An international research team from multiple medical centres has developed an automated image-analysis method to reveal the pathological progression of Alzheimer’s disease. Improving our understanding of this progression is critical to designing treatments that effectively halt the advancement of the disease.
Alzheimer’s disease is a degenerative brain disorder that affects memory, thinking and behaviour. It is widely believed that the toxic build-up of two abnormal structures – plaques and tangles – is responsible for the neuronal damage that causes the gradual worsening of symptoms. The plaques consist of deposits of the protein fragment amyloid-beta, while tangles are formed by twisted fibres of the tau protein.
Unfortunately, existing Alzheimer’s treatments have shown limited success, possibly because they target these plaques and tangles after they are already widespread throughout the brain and irreversible damage has set in. Therefore, the development of more effective treatments requires a deeper understanding of their appearance and spread over time.
Justin Sanchez, from the Gordon Center for Medical Imaging at MGH and Harvard Medical School, and colleagues developed an automated method that uses positron emission tomography (PET) to track the origin and advancement of tau protein in relation to amyloid-beta levels across the unique brain anatomy of 443 individuals. The researchers recently published their results in Science Translational Medicine.
Combining images of structure and pathology
Although the distribution of tau protein in the brain has previously been imaged, identifying the pattern of appearance and spread has been complicated by normal variations in individual brain anatomy. To overcome this limitation, Sanchez and colleagues combined high-resolution structural imaging with molecular imaging to assess amyloid-beta and tau levels in specific brain regions throughout the study participants.
First, they used MRI. This provided a three-dimensional picture of each individual’s unique brain structure, with enough detail to delineate various brain subregions.
Next, they performed two different PET studies. PET is a molecular imaging technique that uses radioactive substances, known as radiotracers, to visualize metabolic and/or physiologic processes. These radiotracers can be specifically designed to highlight a distinct biologic function or molecular abundance.
When injected intravenously, the positron-emitting radiotracer travels through the body and, based on its design, binds to its specific target. As the radioisotope decays, the emitted positrons meet electrons in the body and annihilate, producing two 511-keV photons.
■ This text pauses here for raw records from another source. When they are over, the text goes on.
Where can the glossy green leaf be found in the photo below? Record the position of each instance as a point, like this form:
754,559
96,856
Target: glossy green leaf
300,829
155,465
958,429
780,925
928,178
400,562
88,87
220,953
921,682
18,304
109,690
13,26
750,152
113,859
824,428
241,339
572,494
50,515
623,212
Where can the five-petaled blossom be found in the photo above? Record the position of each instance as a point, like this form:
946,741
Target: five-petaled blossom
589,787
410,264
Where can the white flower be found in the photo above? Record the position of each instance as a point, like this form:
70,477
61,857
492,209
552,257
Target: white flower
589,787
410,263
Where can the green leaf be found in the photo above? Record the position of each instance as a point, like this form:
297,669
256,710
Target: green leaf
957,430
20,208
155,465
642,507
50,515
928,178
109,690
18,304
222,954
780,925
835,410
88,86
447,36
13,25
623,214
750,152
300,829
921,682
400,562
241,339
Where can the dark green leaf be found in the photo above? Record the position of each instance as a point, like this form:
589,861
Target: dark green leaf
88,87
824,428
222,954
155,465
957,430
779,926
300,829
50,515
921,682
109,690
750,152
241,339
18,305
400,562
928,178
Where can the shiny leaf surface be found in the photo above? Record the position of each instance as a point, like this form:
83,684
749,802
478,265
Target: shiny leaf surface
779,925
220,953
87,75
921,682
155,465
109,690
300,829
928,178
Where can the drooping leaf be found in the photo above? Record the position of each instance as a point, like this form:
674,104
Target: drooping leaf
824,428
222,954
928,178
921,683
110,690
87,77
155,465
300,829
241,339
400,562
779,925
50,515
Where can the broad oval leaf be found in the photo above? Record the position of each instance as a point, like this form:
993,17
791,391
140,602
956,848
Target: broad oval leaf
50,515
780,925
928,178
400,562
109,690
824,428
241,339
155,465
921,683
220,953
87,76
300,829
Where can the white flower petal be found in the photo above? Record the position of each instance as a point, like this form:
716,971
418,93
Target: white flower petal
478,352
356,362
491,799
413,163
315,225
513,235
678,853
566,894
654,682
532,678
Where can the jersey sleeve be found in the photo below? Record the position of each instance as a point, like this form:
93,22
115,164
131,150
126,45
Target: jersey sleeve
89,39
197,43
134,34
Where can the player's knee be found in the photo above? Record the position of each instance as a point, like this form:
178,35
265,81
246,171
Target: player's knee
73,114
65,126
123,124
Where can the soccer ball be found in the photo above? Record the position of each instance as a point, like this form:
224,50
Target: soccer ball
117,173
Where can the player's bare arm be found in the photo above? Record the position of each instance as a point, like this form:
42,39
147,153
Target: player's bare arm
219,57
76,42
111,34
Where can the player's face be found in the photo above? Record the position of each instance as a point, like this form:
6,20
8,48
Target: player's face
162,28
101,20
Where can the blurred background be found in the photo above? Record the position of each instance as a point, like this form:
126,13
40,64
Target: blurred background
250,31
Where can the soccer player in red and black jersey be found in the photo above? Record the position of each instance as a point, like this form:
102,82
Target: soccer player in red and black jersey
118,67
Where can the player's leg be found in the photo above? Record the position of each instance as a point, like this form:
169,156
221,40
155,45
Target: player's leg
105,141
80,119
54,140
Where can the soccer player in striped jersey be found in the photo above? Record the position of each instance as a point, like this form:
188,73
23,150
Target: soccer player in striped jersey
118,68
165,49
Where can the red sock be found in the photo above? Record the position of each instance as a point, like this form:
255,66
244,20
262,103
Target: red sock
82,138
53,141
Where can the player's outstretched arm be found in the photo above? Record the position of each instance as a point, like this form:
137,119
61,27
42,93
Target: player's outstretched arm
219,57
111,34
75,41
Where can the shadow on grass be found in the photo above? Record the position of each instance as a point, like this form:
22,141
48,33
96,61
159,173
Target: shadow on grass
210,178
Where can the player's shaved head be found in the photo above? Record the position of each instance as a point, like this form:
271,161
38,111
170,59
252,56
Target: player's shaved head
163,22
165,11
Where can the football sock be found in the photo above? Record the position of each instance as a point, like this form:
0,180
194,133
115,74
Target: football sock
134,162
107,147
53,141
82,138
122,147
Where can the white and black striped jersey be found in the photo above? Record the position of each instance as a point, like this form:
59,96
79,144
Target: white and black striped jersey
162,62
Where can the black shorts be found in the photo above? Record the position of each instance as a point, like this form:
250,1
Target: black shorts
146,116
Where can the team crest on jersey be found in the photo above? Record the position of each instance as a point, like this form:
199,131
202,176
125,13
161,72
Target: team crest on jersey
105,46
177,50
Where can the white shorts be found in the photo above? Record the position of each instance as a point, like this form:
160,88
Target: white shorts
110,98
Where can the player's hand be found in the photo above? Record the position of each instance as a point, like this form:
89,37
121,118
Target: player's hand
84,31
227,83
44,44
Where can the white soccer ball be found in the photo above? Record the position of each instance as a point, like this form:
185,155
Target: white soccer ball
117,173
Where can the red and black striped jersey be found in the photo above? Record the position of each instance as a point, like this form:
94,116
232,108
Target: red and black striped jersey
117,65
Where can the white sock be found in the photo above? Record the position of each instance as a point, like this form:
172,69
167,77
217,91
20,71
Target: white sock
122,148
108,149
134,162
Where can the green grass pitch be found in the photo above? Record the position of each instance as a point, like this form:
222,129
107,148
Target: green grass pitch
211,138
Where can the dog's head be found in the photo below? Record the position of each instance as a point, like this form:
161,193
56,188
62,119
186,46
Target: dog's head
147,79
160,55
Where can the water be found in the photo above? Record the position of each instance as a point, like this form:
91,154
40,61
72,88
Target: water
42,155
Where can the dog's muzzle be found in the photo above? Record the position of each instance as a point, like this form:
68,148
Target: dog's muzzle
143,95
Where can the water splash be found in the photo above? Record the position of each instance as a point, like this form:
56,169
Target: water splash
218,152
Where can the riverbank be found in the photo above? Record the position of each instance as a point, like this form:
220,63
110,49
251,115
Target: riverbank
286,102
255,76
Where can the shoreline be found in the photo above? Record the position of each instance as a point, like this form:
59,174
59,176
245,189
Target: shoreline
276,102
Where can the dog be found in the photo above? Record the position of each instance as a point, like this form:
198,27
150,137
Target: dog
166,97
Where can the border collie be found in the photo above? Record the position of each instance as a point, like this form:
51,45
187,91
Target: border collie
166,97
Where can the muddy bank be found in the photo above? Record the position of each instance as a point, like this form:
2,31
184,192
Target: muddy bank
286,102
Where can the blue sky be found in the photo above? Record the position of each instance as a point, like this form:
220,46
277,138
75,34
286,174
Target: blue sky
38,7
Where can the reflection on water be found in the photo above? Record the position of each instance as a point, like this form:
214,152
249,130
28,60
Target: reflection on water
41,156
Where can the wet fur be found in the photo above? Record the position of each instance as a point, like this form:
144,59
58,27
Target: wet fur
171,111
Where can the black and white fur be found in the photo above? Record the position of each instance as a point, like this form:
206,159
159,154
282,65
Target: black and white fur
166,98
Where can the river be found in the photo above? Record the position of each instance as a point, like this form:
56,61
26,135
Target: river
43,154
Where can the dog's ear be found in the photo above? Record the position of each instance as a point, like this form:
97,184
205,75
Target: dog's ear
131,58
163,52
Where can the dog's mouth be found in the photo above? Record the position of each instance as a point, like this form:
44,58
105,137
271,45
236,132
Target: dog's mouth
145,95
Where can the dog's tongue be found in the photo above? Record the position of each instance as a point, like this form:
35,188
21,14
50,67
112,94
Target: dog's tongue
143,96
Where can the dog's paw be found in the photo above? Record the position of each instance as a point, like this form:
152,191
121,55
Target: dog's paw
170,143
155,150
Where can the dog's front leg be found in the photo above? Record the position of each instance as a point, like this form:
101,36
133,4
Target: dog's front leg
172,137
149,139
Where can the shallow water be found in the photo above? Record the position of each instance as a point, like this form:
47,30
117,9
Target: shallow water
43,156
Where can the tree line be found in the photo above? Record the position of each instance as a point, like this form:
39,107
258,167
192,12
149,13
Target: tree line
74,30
By detecting these photons, the origin of the annihilation, and therefore the location of the radiotracer in the body, can be determined.
The first PET study used a radiotracer known as Pittsburgh compound B, which highlights areas of the brain where amyloid-beta is located. The second PET study used a radiotracer called flortaucipir that binds to sites in the brain with tau-protein tangles.
Finally, the researchers applied an automated method to the structural MRI data to identify the brain region most vulnerable to initial cortical tau build-up in each individual. They aligned the two PET images with the MR image to assess the amyloid-beta and tau protein levels in each brain subregion.
Putting the method to work
The researchers applied their novel image-analysis method to 443 adults ranging in age from 21 to 93 years, 55 of whom had Alzheimer’s disease. They additionally performed a two-year follow-up study in 104 of these individuals to assess the change in tau protein levels over time.
This study revealed that cortical tau protein first arises in a small region of the brain’s medial temporal lobe called the rhinal cortex. This initial emergence was independent of amyloid-beta levels and often occurred before amyloid-beta began accumulating. Then, when certain individuals additionally accumulated amyloid-beta throughout the brain, the researchers saw that tau was able to escape the rhinal cortex and catastrophically spread to other brain regions – the temporal neocortex and extratemporal neocortex.
The two-year follow-up study revealed that those individuals with the highest baseline tau levels in the rhinal cortex experienced the largest spread of tau throughout the neocortex. This finding is important because it suggests that tau PET measurements in the rhinal cortex can serve as a clinical indication of impending tau accumulation and spread.
These findings “have implications for clinical trials of Alzheimer’s disease-modifying therapeutics: they suggest that medical intervention against early tau accumulation could be effective in halting the progression of disease before the spread becomes catastrophic,” says Sanchez, adding that the new method has great potential to contribute to “advancing our efforts of provide effective interventions for patients at risk for Alzheimer’s disease.”